We have examined the nature of hydrogen peroxide induced oxidative stress in hRPE cells. Our goal was to determine the molecular expression of P38 in hRPE cells in presence and absence of hydrogen peroxide induced acute oxidative stress and the effect of adding VPA, a known inhibitor of oxidative damage, on P38 expression. We have shown that hRPE cells treated with H2O2 and VPA separately decreases hRPE cell proliferation and viability and increases P38 production. Xie et al. (2010) has shown that VPA increases P38 synthesis in microglia and that VPA induced microgia cell death is mediate by P38. Previously, we have shown that VPA treatment also increases caspase-3, a marker for apoptosis in hRPE cells.
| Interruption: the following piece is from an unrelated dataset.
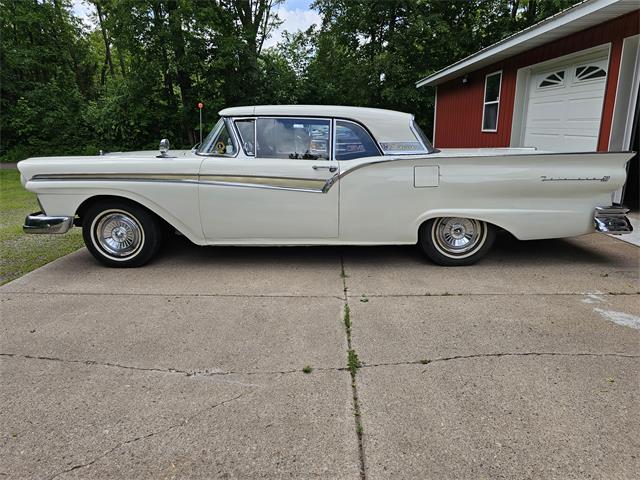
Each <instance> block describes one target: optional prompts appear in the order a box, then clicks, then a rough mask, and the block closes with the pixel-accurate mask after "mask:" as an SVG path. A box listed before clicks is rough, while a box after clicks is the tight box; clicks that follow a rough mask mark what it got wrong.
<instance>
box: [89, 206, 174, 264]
mask: <svg viewBox="0 0 640 480" xmlns="http://www.w3.org/2000/svg"><path fill="white" fill-rule="evenodd" d="M82 236H83V238H84V243H85V245H86V246H87V249H88V250H89V251H90V252H91V254H92V255H93V256H94V257H95V258H96V259H97V260H98V261H100V262H101V263H103V264H104V265H107V266H109V267H139V266H142V265H144V264H145V263H147V262H148V261H149V260H151V258H152V257H153V256H154V255H155V254H156V252H157V251H158V249H159V248H160V244H161V239H162V229H161V228H160V225H159V222H158V220H157V218H156V217H155V216H154V215H153V214H152V213H150V212H149V211H147V210H146V209H144V208H143V207H141V206H139V205H136V204H134V203H130V202H127V201H118V200H113V201H105V202H99V203H96V204H94V205H92V206H91V207H90V208H89V209H88V210H87V211H86V213H85V214H84V215H83V218H82Z"/></svg>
We found that VPA reduces P38 synthesis and decreases cell death caused by H2O2 oxidative stress in cultured differentiated hRPE cells. Our data is in agreement with Gutierrez-Uzquiza et al. (2012) who showed P38 alpha mediates cell survival in response to oxidative stress. Others have shown that P38 activation may be linked mTOR inhibition (Chen et al. 2010; Pocrnich et al. 2009) . Further investigation of effect of VPA and H2O2 on mTOR expression may clarify the role of mTOR in P38 signaling. P38 may also be up regulating antioxidant gene expression, Gutierrez-Uzquiza et al. 2012) .

We conclude that VPA has a pro-survival function in H2O2 induced hRPE cell death because of its ability to down regulate P38. VPA is commonly used in the treatment of epilepsy, bipolar disease and cancers. These studies suggest that VPA may also have therapeutic value in the prevention or treatment of AMD as well.